Drafting Your R4

The next step in Crafting Your Team Culture is not very glamorous. T0 be honest, it’s one that coaches devote little time to. Yet, if ignored, this area will generate more frustration and dissent than any other on our list. We call it R4:


With regard to staffing, the one constant is change. Success leads to new professional opportunities and poor performance results in associated replacements. But in addition to the regular “churn”, team staffs are constantly in flux as new positions are added and amended.

For example, consider the two teams who played in last year’s College Football Playoff National Championship. According to the most recent NCAA financial information, Alabama spent $837,000 for its football support staff in 2005–2006. By 2013–2014, that sum had grown to $2.7 million. That’s a 220% increase in only 8 years. Similarly, in one decade Clemson increased the size of its football support staff, growing its associated spending from $480,000 to $2.5 million. That’s a 420% increase.

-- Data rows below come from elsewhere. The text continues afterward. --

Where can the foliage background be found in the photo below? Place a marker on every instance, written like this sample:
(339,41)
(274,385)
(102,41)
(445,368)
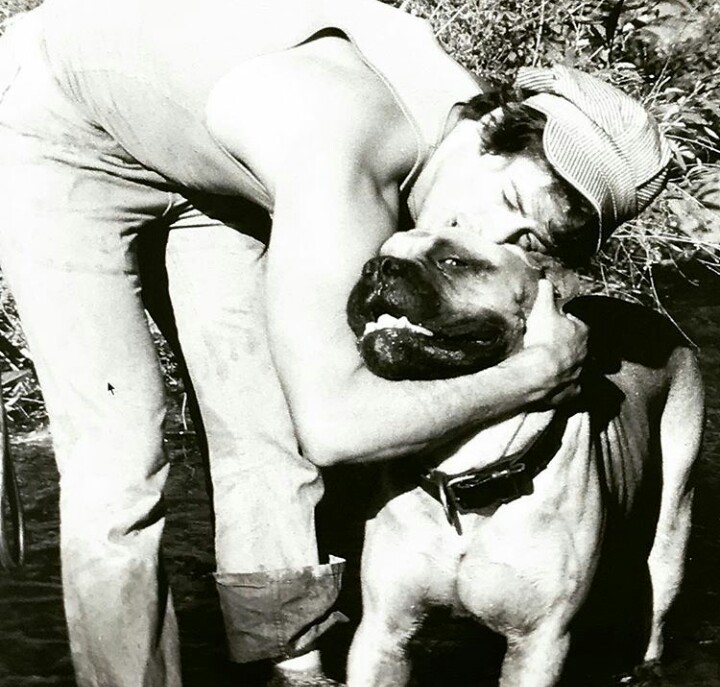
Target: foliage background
(664,52)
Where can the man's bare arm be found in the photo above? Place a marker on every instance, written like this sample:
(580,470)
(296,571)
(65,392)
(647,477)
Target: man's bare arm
(332,162)
(321,239)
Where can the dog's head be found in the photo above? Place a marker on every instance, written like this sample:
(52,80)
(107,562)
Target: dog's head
(441,304)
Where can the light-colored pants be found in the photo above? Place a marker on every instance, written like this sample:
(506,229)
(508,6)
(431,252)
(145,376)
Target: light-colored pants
(73,207)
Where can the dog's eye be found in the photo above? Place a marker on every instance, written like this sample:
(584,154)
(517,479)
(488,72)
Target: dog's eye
(452,262)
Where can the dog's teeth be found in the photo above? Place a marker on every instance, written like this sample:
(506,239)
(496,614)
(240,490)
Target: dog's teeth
(386,321)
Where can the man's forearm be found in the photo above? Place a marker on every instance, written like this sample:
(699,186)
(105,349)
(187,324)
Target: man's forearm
(369,419)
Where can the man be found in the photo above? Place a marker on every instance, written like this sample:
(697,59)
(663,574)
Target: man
(122,119)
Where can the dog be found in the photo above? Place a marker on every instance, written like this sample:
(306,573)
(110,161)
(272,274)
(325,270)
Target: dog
(507,524)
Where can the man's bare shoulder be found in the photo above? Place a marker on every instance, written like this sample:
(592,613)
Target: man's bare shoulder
(314,107)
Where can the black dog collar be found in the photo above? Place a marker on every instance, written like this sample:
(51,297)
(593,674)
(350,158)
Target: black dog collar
(506,480)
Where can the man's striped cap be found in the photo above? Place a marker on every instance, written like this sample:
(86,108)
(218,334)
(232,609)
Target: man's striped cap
(600,140)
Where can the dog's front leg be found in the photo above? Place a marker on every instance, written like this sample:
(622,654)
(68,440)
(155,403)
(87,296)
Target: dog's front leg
(535,659)
(377,655)
(395,578)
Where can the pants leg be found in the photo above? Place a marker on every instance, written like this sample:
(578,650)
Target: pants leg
(66,252)
(275,596)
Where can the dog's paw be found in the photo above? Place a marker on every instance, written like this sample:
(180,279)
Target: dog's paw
(647,674)
(302,680)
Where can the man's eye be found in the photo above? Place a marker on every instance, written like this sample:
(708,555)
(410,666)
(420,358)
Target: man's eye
(530,242)
(452,262)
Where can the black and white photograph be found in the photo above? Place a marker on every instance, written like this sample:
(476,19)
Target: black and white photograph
(359,343)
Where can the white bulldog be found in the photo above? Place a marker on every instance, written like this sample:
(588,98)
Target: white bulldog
(507,524)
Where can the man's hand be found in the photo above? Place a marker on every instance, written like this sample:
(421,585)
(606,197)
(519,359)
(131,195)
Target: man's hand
(560,342)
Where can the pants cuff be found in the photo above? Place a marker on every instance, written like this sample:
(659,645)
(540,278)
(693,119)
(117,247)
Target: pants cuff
(279,613)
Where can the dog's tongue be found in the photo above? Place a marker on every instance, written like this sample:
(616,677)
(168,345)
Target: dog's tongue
(386,321)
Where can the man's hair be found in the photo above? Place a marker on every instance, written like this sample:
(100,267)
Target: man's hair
(519,131)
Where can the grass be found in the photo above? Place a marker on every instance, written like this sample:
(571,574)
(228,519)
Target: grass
(663,52)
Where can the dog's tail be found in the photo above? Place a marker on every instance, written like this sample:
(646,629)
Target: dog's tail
(12,519)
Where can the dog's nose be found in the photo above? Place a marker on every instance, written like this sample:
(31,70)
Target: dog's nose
(389,266)
(383,266)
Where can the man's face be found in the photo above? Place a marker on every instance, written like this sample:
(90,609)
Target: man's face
(505,199)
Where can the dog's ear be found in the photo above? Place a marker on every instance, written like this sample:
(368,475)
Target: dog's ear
(565,282)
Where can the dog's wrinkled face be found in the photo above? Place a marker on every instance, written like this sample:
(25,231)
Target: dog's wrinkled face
(441,304)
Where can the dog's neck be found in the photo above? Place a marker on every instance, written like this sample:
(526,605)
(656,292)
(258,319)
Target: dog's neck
(491,444)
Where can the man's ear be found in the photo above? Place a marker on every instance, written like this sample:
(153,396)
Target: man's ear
(565,282)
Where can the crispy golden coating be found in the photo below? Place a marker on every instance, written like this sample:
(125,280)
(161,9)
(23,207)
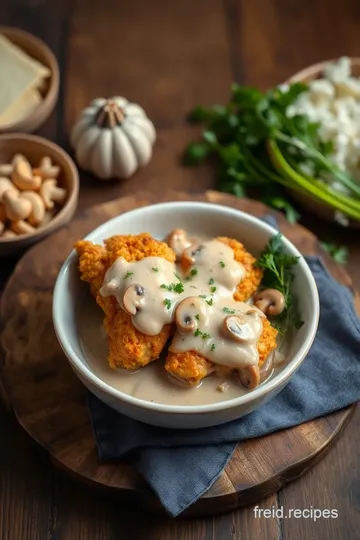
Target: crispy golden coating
(128,348)
(253,275)
(191,367)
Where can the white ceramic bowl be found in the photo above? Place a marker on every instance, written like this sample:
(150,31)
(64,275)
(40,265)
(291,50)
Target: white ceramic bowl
(201,219)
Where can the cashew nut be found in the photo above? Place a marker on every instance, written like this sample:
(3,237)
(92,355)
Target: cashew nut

To be clear, salary growth is not the pertinent issue here. Rather, it is the growing and evolving nature of athletic staffs, to include assistants, graduate assistants, quality control personnel, strength coaches, sports scientists, trainers, and more. Make no mistake, in the absence of clear roles and responsibilities, ambitious, driven team members will “jump in” and get busy. But, are they “doing” the right work?


“Collaboration improves when the roles of individual team members are clearly defined and well understood — in fact, when individuals feel their role is bounded in ways that allow them to do a significant portion of their work independently. Without such clarity, team members are likely to waste energy negotiating roles or protecting turf, rather than focusing on the task.”
— Tammy Erickson, Harvard Business Review

Coaching leaders prepare clear and succinct ROLES and RESPONSIBILITIES for every person in the organization to ensure each person has a clear understanding of how he or she will contribute to your overall success. Don’t make this harder than it needs to be. For example, a head basketball coach recently identified the following roles for one of his primary assistants:

  • Position Coach, Point Guards
  • Primary Recruiter, Central District
  • Academic Coordinator
  • Community Service Coordinator

After documenting one’s primary roles, use simple bullet statements to draft specific responsibilities for each role. As head coach, draft for your direct reports, while ensuring they do the same for the staff members they lead. Another technique is to have your direct reports write down their perceived roles and responsibilities and then schedule a meeting to sit down and review together. Use the time to validate, edit as necessary, and ensure you leave the meeting aligned.

Clear identification of roles and responsibilities helps filter the conjecture and noise from the outside, while keeping what is most important to you front and center.


People like predictability. They like to have routine meetings at the same time during the day or week. They like to exchange routine information in standardized ways. They like to know their expectations for where and when they need to be for certain activities.

Every good organization has certain regular patterns. Staff meetings are at 9:00am on Tuesdays. Quick huddles may occur every morning at the beginning of the day. Position meetings occur at 3pm. Team practice begins at 4pm. Subordinates submit standard reports every Friday on the week’s activities. Football teams establish standard practice schedules the week before games.

Daily and weekly ROUTINES are designed to add predictability and structure to an organization’s regular operations. Meetings might be weekly or bi-weekly…and cover things from game preparation to recruiting to player academics to game film reviews. You know the meetings a staff needs to have. You know the team activities to be accomplished. Be proactive and intentional…don’t waste your people’s time…and avoid unplanned, reactionary meetings for routine events and actions.

Your established ROUTINE is a deliberate cycle of player, staff, and team activities intended to synchronize current and future operations. It provides the framework in which we fit everything else we must do. While teams’ routines may differ greatly, their importance is something we all share. People throughout the entire organization know their expectations for presence, participation, and information.

Roles, responsibilities, and routines won’t ever get much publicity. They aren’t something you’ll talk about at press conferences or reporters will write about in flashy articles — but each is an essential component of crafting your team culture.